ここで余計な事を言うと長引く上に、今は心を決めかねているので『琴子と出会わない』という仮定では話をしたくない。


「お兄ちゃんが斗南だから僕だって斗南なんだ。お兄ちゃんが魁西に行っていたら僕だって受験してるよっ」
「魁西??」

※うちのブログ限定の超進学校


琴子がそれはどこだという顔をこっちに向けて来たので「船津の出身校」と答えてやると、琴子は「ああ。入江くんに突っかかってたから一緒じゃなくて良かったね」と話をまとめた。


そーゆーのは想像がつくらしい。


「魁西って男子校!?」と聞く琴子に、裕樹が溜息をつきながら「共学だよ」と教えていた。

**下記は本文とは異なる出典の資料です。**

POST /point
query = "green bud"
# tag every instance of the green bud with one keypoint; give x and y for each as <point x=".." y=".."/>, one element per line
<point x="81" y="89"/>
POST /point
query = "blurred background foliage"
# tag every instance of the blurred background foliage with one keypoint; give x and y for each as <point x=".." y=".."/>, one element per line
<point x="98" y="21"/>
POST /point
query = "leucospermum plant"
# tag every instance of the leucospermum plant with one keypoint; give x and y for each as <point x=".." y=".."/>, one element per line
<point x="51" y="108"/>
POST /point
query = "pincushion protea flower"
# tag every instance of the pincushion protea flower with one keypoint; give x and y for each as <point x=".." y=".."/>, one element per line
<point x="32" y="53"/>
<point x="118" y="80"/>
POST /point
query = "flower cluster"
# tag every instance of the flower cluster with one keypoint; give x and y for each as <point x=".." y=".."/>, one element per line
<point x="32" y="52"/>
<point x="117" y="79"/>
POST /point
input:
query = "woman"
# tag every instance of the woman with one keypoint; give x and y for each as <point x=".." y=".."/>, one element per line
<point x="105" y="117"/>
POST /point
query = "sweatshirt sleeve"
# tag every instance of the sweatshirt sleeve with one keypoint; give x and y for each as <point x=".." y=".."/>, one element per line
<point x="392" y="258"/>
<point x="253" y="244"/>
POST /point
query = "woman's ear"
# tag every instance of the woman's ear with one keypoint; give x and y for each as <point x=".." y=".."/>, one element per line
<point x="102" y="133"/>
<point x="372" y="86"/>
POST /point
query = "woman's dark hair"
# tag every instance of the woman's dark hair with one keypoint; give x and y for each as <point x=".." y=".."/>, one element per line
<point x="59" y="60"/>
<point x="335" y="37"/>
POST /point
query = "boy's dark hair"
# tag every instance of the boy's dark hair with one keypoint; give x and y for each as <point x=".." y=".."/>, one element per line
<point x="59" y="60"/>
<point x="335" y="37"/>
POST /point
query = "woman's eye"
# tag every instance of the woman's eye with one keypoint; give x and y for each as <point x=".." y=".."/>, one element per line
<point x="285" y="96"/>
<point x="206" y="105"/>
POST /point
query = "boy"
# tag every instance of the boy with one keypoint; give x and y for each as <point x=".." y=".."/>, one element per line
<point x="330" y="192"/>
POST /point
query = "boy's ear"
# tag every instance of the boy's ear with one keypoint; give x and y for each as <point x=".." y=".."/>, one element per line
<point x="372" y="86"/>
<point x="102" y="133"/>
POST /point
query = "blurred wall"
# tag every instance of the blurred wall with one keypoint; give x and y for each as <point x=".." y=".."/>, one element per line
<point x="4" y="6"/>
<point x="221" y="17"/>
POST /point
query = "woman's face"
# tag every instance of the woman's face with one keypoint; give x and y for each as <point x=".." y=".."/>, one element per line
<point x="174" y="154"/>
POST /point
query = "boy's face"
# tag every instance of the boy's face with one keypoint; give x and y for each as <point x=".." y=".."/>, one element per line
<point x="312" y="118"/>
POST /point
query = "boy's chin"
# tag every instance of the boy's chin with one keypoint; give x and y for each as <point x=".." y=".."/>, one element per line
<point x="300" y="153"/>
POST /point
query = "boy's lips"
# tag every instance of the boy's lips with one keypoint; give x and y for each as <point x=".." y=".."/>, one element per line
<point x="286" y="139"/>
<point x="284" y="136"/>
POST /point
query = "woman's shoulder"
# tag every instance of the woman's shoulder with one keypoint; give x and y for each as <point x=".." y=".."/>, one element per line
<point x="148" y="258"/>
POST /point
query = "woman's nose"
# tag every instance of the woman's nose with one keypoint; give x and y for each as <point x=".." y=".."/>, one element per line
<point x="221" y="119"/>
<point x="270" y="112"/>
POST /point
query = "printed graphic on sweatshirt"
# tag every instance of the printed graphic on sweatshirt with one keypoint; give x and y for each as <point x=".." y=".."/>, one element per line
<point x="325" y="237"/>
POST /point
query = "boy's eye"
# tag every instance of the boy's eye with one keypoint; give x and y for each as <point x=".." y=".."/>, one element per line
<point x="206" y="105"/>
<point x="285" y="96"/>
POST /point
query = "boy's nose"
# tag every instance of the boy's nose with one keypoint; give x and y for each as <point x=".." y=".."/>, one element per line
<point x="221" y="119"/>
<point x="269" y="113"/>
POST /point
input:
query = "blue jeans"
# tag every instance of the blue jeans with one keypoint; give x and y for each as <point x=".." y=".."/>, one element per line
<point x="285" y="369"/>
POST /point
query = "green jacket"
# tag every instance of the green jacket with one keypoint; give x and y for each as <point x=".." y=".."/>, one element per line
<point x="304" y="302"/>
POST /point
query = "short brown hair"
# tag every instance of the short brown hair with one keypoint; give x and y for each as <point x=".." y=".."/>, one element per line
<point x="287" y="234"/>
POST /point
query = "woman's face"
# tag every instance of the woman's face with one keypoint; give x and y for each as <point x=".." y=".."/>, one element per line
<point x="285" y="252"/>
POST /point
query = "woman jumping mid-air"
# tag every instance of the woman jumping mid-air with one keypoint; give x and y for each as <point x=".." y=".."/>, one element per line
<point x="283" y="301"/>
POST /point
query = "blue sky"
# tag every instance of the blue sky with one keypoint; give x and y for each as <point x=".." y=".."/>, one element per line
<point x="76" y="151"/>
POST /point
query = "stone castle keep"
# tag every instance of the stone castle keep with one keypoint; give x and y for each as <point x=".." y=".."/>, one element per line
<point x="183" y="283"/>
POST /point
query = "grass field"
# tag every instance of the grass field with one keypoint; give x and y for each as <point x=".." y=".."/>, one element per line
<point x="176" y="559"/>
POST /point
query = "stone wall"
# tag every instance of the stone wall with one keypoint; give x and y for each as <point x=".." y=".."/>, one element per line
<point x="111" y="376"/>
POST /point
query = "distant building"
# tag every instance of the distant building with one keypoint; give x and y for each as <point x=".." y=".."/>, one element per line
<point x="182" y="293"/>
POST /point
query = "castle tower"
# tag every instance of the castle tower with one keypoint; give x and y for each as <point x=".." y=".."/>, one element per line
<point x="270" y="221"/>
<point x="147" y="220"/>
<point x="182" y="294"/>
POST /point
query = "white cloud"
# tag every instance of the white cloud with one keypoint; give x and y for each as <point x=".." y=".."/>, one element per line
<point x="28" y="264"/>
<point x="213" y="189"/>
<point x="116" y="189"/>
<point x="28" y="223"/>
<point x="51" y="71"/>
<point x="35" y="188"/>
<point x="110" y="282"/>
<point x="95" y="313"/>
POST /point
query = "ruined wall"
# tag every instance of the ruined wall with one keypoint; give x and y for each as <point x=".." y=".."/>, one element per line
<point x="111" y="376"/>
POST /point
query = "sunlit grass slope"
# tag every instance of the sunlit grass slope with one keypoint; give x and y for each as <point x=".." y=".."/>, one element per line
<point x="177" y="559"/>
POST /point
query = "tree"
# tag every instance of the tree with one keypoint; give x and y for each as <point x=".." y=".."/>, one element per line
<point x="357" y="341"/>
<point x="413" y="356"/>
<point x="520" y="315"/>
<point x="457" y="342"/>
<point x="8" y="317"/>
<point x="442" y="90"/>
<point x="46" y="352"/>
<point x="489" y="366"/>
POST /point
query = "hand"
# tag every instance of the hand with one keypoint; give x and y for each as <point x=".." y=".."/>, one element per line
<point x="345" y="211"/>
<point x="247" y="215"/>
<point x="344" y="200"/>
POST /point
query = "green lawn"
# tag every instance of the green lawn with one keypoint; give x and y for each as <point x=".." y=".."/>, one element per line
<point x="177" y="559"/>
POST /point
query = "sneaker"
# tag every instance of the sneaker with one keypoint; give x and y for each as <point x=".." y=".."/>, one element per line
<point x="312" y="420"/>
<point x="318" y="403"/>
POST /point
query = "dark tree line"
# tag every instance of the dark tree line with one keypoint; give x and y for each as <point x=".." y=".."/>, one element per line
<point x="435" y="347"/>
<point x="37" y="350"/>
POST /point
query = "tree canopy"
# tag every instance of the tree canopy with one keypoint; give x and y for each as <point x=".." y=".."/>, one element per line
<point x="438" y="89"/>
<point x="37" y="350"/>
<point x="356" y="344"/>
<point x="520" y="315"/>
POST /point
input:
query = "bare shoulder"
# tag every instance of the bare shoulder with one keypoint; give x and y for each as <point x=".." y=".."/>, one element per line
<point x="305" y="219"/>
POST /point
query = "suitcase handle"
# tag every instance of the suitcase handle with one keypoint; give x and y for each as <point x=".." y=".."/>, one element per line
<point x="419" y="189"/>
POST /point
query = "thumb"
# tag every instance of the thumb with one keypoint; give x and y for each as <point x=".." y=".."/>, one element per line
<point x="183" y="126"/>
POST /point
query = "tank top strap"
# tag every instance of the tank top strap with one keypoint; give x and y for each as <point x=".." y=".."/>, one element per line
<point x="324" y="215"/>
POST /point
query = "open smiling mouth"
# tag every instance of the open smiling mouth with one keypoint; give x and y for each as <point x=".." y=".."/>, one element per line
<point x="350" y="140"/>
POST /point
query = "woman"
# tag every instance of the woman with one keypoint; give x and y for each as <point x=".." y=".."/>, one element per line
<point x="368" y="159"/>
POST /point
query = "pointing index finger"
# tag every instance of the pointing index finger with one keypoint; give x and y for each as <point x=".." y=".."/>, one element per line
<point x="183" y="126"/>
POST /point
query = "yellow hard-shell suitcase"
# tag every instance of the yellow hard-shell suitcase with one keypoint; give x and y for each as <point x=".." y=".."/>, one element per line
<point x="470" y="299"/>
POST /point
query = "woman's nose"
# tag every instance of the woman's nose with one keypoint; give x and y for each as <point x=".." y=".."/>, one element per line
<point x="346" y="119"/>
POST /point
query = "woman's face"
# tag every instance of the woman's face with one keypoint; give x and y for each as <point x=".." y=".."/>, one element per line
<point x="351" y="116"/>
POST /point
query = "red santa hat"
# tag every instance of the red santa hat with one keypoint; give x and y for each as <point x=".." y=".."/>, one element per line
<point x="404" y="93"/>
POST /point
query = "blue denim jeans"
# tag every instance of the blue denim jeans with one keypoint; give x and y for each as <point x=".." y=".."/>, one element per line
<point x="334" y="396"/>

「じゃあ、男子校ってどこ!?」と話が一周したので、俺は自分の部屋に帰る事にした。


それから3時間ほど部屋で勉強して寝室に行くと琴子はまだ起きていて、何故か男子校の話を蒸し返す。


「ねえ、入江くん。あたし入江くんが男子校に行っててもきっと出会ってたと思うのよ」と言うので「今度はクラスメイトか!?」とからかうと琴子は「それもいいね」と笑顔で言う。


いや、ダメだろ。どう考えたって同性―――
「あたしが男装して、入江くんが居る寮に潜り込むの」と言われ、どんなドラマの影響なのか頭が痛くなった。


「お前、教育実習中にに黒い服装で職員室に忍び込んで職質受けただろ。もうフォローしないからな」と叱ると、琴子は「そーじゃなくて」と必死に俺にしがみつく。


「きっと、いつかはこうなってたと思うの!!」


まあ、琴子の執念ならそうかもしれないなと俺も思う。


しっかりとくっつかれて思う事は一つ。


「その胸なら、男子と間違われても理解出来る」


(頬が)膨れるかと思ったが、琴子はしおしおと萎み「どうやっても育たなかったわ」と悔しそうに呟いた。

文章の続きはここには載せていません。